Wednesday, February 23, 2011

Public unions and debt

John Sides has but together some graphs examining the relationship between the extent of unionization in the public sector and a state's debt load. I find the one reproduced below the most telling:
John is wise to point out that there are probably other important variables to consider here, and also that the relationship described in these plots is descriptive, not necessarily causal. The point is well taken, but let's just suppose for a moment that this relationship is causal, and that greater unionization leads to greater public debt load. Just how shocking should this revelation be?

Not very. The main benefits that union membership conveys are higher pay and improved working conditions, both of which cost the employer (in this case, the public) more. So if a greater percentage of your state's work force is unionized, you're probably going to be paying more for the labor. And since labor costs are usually contractual and not easily cut in the short run, states with greater labor costs will go into debt more quickly when revenues take a dive. This shouldn't be particularly controversial or surprising. 

What the evidence above doesn't show is what citizens get by paying more for public labor. With higher pay, you can usually attract better trained workers, turnover will be lower, services will be of higher quality, etc. (By the way, the two states with the lowest public sector unionization rates -- Louisiana and Mississippi -- have the highest corruption rates.) 

Sometimes good things -- even when they come from the government -- cost more. A country that devotes 1% of its budget to defense will probably have a lower debt load than one that devotes 20%, and a country that slashes education spending will no doubt see less red on its balance sheets than one that doesn't. But where would you rather raise your kids?


Evie T. said...

As for better services: voters, through their elected representatives, determine the tradeoff they want between tax level and quality of services. The presence of unions makes the choice for them. That is, if the voters wanted higher pay and consequently higher services, their representatives could ensure that, but unions make it impossible to avoid this.

Not to mention that its not clear that the best way to improve service quality is to pay more. It might be to pay the same, but hire more people; depends on the situation...

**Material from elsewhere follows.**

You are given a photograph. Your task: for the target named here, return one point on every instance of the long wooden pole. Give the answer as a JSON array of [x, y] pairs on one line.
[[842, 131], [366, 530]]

As for turnover, it seems like wishful thinking to think that employers could actually save money for themselves by paying people more.

Seth Masket said...

Alex, yes, in the absence of unions, voters theoretically are free, via their elected officials, to determine how much they want to pay for their public services. It seems clear, though, that they want to pay very little for them, just as the CEO of a corporation wants to pay a minimum in labor costs. The whole purpose of unions is to raise that minimum.

Anonymous said...

California is missing from the scatterplot.